Of course, Deacon adds quickly, such an experiment would be highly unethical. The notion of a chimpanzee normal except for its human sobbing would probably exceed the squirm threshold of the other members of the Johns Hopkins group. Perhaps it is not what a human-animal chimera would be that violates some fundamental categorical construct in our minds, or what it would look like, as William Hurlbut maintains, as much as what it could do -- whether it would have a brain that makes it act in a way that is uncomfortably familiar. ''Humanness'' surely resides in the emergent layers building the vastly complex architecture of the human brain.

But is there a clear biological distinction between us and the rest of creation, one that should never be confounded by the scuffling of strange new feet in laboratory basements? Deacon has devoted a great deal of thought and research to such questions. While his is hardly the only view, after a career spent comparing the brains of living primates and the skulls of fossilized hominids, he says that there is little evidence for the sudden appearance of some new thing -- a uniquely human gene, a completely novel brain structure in the hominid lineage -- that sets us distinctly apart. Obviously, there has been an overall increase in brain size. But the telling difference is in more subtle shifts in proportion and connections between regions of the brain, ''a gerrymandering of the system'' that corresponds to a growing reliance on the use of language and other symbolic behavior as a means of survival. This shift, which Deacon believes began as long as two and a half million years ago, is reflected most prominently in the swollen human prefrontal cortex.
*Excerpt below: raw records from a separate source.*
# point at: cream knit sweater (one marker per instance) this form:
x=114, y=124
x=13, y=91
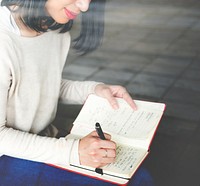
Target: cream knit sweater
x=30, y=86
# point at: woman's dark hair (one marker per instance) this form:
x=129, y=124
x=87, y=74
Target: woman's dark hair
x=33, y=14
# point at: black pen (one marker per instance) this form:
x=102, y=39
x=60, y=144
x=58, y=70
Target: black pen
x=101, y=135
x=99, y=131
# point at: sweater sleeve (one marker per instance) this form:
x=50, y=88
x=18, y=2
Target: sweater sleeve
x=17, y=143
x=76, y=91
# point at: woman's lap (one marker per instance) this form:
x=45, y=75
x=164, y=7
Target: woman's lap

''We humans have been shaped by the use of symbols,'' he says. ''We are embedded in a world of human creation, where demands for success and reproduction are all powerfully dependent on how well we swim through our symbolic niche.''

This raises some fascinating questions, not just about the chimeras we might create with our scalpels and stem cells but also about the ones we may already have fashioned by coaxing humanlike behaviors from animals who have the latent capacity to express them. In the wild, chimpanzees and other apes do not engage in any symbolic behavior remotely comparable to what humans have evolved. But in the laboratory they can learn to communicate with sign language and other means on a par with the skills of a toddler. The difference is that the toddler's symbolic behavior becomes increasingly enriched, while the chimpanzee hits a wall. How much further could a bioengineered chimera go? Could it swim in our symbolic niche well enough to communicate what is going on inside its hybrid mind? What could it teach us about animals? What could it teach us about us? And what is the price of the knowing?